I think I could get something working with LAST_VALUE, but I can't come up with the right JOIN statements that will let me properly partition and order on each id's day-by-day history.
edit:
assume I have a table like this:
calendar:
day
------------
2011-01-01
2011-01-02
...
that can be involved with joins. My intent would be to maintain the date range in calendar to match the date range in t.
edit:
A few more notes on what I'm looking for, just to be specific:
In generating t_fill, I'd like to exactly cover the date range in t, as well as any dates that are missing in between. So a correct t_fill will start on the same date and end on the same date as t.
t_fill has two properties:
1) once an id appears on some date, it will always have a row for each later date.
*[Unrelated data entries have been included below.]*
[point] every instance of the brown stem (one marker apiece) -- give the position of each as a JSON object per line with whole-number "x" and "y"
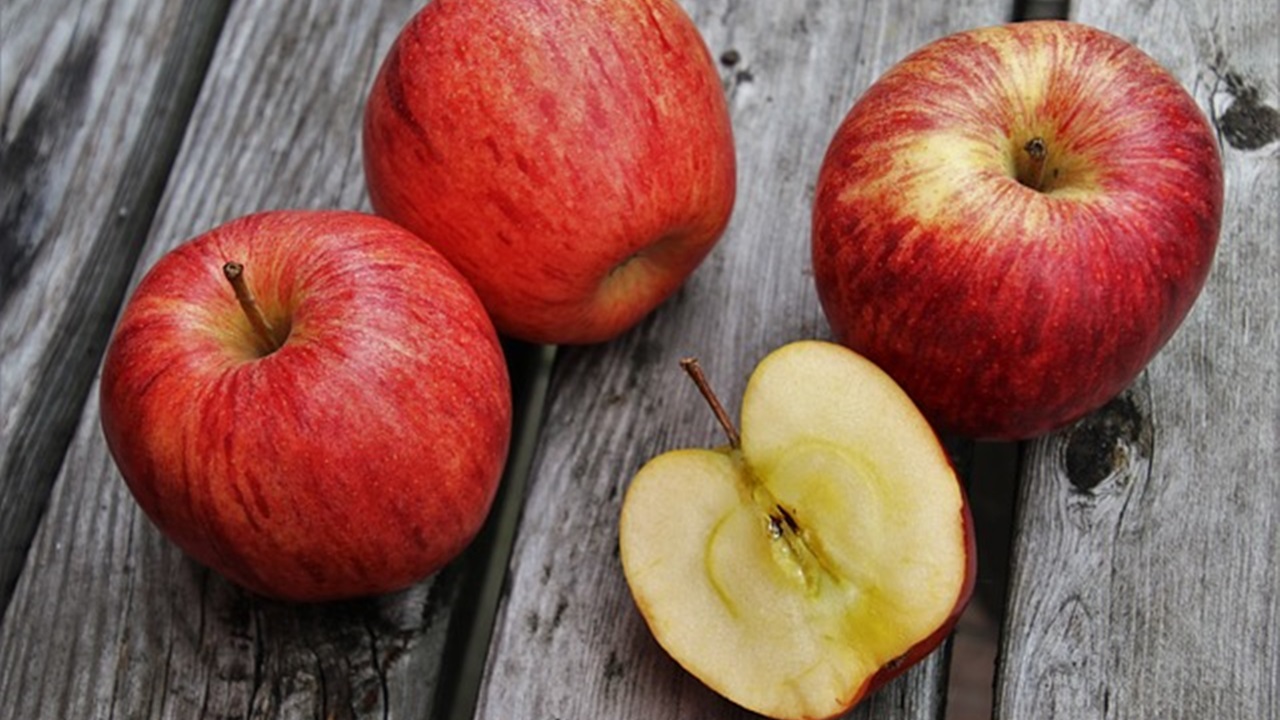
{"x": 1038, "y": 151}
{"x": 695, "y": 372}
{"x": 234, "y": 273}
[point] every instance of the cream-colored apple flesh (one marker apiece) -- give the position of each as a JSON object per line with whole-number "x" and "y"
{"x": 789, "y": 572}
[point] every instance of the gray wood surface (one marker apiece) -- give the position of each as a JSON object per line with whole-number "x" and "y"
{"x": 568, "y": 641}
{"x": 83, "y": 167}
{"x": 1144, "y": 578}
{"x": 110, "y": 620}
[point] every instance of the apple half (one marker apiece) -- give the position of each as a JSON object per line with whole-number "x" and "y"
{"x": 814, "y": 557}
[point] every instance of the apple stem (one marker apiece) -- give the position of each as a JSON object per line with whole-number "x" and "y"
{"x": 234, "y": 273}
{"x": 695, "y": 373}
{"x": 1038, "y": 151}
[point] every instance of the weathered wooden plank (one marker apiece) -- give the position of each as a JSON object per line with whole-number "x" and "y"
{"x": 110, "y": 620}
{"x": 83, "y": 167}
{"x": 568, "y": 641}
{"x": 1144, "y": 579}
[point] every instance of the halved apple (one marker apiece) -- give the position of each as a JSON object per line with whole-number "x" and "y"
{"x": 813, "y": 559}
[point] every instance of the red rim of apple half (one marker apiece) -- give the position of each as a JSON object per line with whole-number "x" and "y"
{"x": 816, "y": 557}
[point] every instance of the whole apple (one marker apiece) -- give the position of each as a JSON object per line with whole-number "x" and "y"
{"x": 1013, "y": 220}
{"x": 574, "y": 160}
{"x": 314, "y": 404}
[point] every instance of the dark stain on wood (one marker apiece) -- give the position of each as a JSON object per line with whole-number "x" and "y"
{"x": 1102, "y": 443}
{"x": 1247, "y": 123}
{"x": 56, "y": 113}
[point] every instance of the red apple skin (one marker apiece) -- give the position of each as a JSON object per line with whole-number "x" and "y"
{"x": 574, "y": 160}
{"x": 1005, "y": 311}
{"x": 356, "y": 459}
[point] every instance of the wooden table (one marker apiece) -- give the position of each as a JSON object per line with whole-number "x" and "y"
{"x": 1143, "y": 559}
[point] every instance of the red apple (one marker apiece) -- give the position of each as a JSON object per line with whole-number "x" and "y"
{"x": 1013, "y": 220}
{"x": 574, "y": 160}
{"x": 337, "y": 432}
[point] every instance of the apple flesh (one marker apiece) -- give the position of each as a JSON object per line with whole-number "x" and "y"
{"x": 337, "y": 431}
{"x": 816, "y": 557}
{"x": 1013, "y": 220}
{"x": 574, "y": 160}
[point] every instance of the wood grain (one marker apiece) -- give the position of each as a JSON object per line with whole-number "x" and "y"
{"x": 83, "y": 169}
{"x": 1144, "y": 578}
{"x": 568, "y": 642}
{"x": 110, "y": 620}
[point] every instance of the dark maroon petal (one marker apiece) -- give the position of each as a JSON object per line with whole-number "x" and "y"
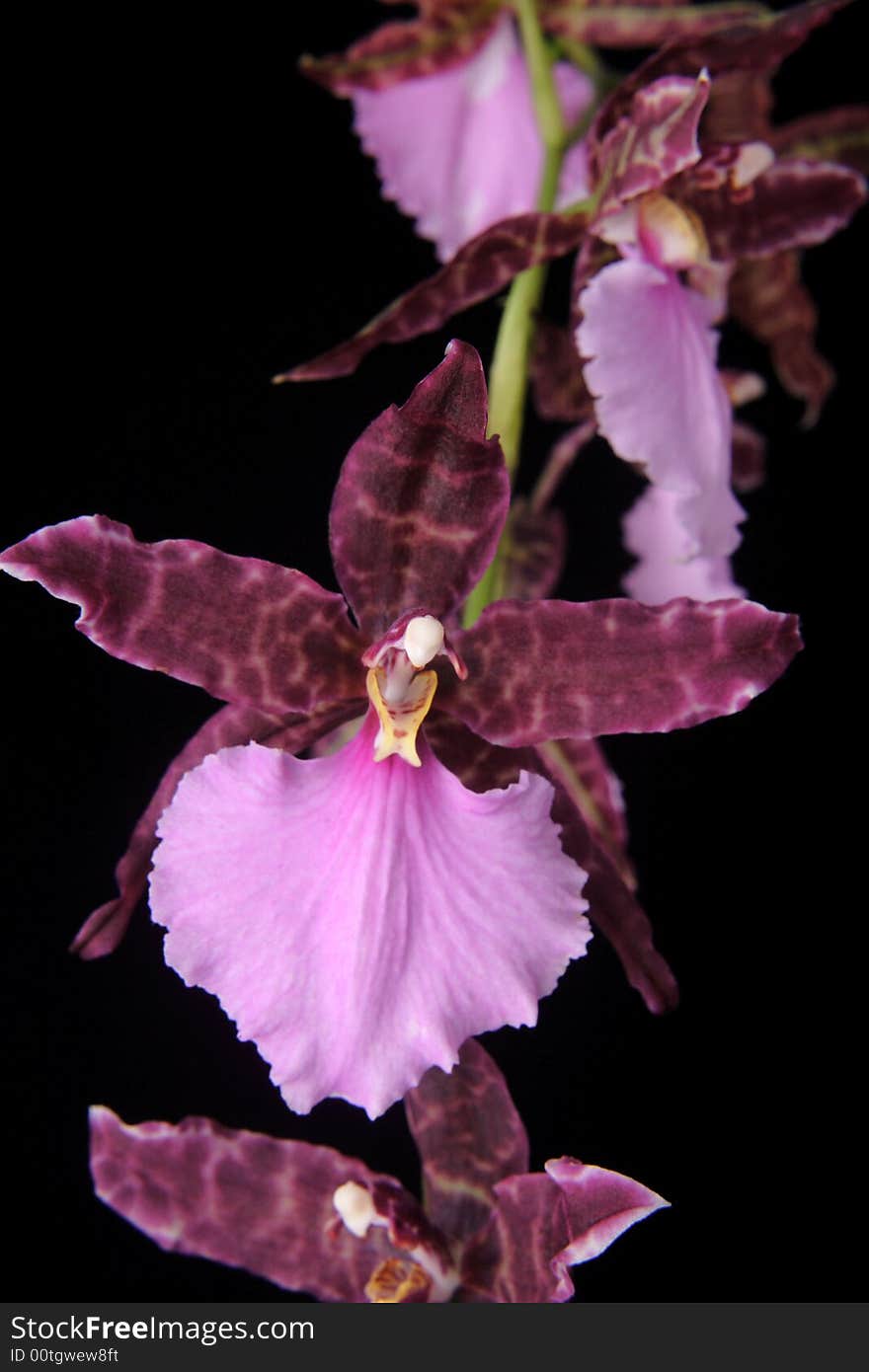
{"x": 481, "y": 267}
{"x": 791, "y": 204}
{"x": 653, "y": 141}
{"x": 443, "y": 35}
{"x": 749, "y": 458}
{"x": 478, "y": 764}
{"x": 611, "y": 25}
{"x": 758, "y": 45}
{"x": 612, "y": 907}
{"x": 839, "y": 134}
{"x": 468, "y": 1135}
{"x": 556, "y": 670}
{"x": 545, "y": 1224}
{"x": 559, "y": 386}
{"x": 769, "y": 299}
{"x": 422, "y": 499}
{"x": 105, "y": 929}
{"x": 247, "y": 632}
{"x": 535, "y": 552}
{"x": 739, "y": 109}
{"x": 239, "y": 1198}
This is the gap-filling implied in the original question.
2) Should no row for an id ever appear again after some date, the t_fill solution should merrily generate rows with the same metric value (and 0 delta) from the date of that last data point up to the end date of t.
A solution might backfill earlier dates up to the start of the date range in t. That is, for any id that appears after the first date in t, rows between the first date in t and the first date for the id will be filled with metric=0 and d_metric=0. I don't prefer this kind of solution, since it has a higher growth factor for each id that enters the system. But I could easily deal with it by selecting into a new table only rows where metric!=0 and d_metric!=0.
This about what Jonathan Leffler proposed, but into old-fashioned low-level SQL (without fancy CTE's or window functions or aggregating subqueries):
SET search_path='tmp'
DROP TABLE ttable CASCADE;
CREATE TABLE ttable
( zday date NOT NULL
, id INTEGER NOT NULL
, metric INTEGER NOT NULL
, d_metric INTEGER NOT NULL
, PRIMARY KEY (id,zday)
);
INSERT INTO ttable(zday,id,metric,d_metric) VALUES
('2011-12-01',1,10,10)
,('2011-12-03',1,12,2)
,('2011-12-04',1,15,3)
;
DROP TABLE ctable CASCADE;
CREATE TABLE ctable
( zday date NOT NULL
, PRIMARY KEY (zday)
);
INSERT INTO ctable(zday) VALUES
('2011-12-01')
,('2011-12-02')
,('2011-12-03')
,('2011-12-04')
;
CREATE VIEW v_cte AS (
SELECT t.zday,t.id,t.metric,t.d_metric
FROM ttable t
JOIN ctable c ON c.zday = t.zday
UNION
SELECT c.zday,t.id,t.metric, 0
FROM ctable c, ttable t
WHERE t.zday < c.zday
AND NOT EXISTS ( SELECT *
FROM ttable nx
WHERE nx.id = t.id
AND nx.zday = c.zday
)
AND NOT EXISTS ( SELECT *
FROM ttable nx
WHERE nx.id = t.id
AND nx.zday < c.zday
AND nx.zday > t.zday
)
)
;
SELECT * FROM v_cte;
The results:
zday | id | metric | d_metric
------------+----+--------+----------
2011-12-01 | 1 | 10 | 10
2011-12-02 | 1 | 10 | 0
2011-12-03 | 1 | 12 | 2
2011-12-04 | 1 | 15 | 3
(4 rows)
I am not Vertica user, but if you do not want to use their native support for GAP fillings, here you can find a more generic SQL-only solution to do so.
If you want to use something like a CTE, how about using a temporary table? Essentially, a CTE is a view for a particular query.
Depending on your needs you can make the temporary table transaction or session-scoped.
I'm still curious to know why gap-filling with constant-interpolation wouldn't work here.
Given the complete calendar table, it is doable, though not exactly trivial. Without the calendar table, it would be a lot harder.
Your query needs to be stated moderately precisely, which is usually half the battle in any issue with 'how to write the query'. I think you are looking for:
For each date in Calendar between the minimum and maximum dates represented in T (or other stipulated range),
For each distinct ID represented in T,
Find the metric for the given ID for the most recent record in T on or before the date.
This gives you a complete list of dates with metrics.
You then need to self-join two copies of that list with dates one day apart to form the deltas.
Note that if some ID values don't appear at the start of the date range, they won't show up.
With that as guidance, you should be able get going, I believe.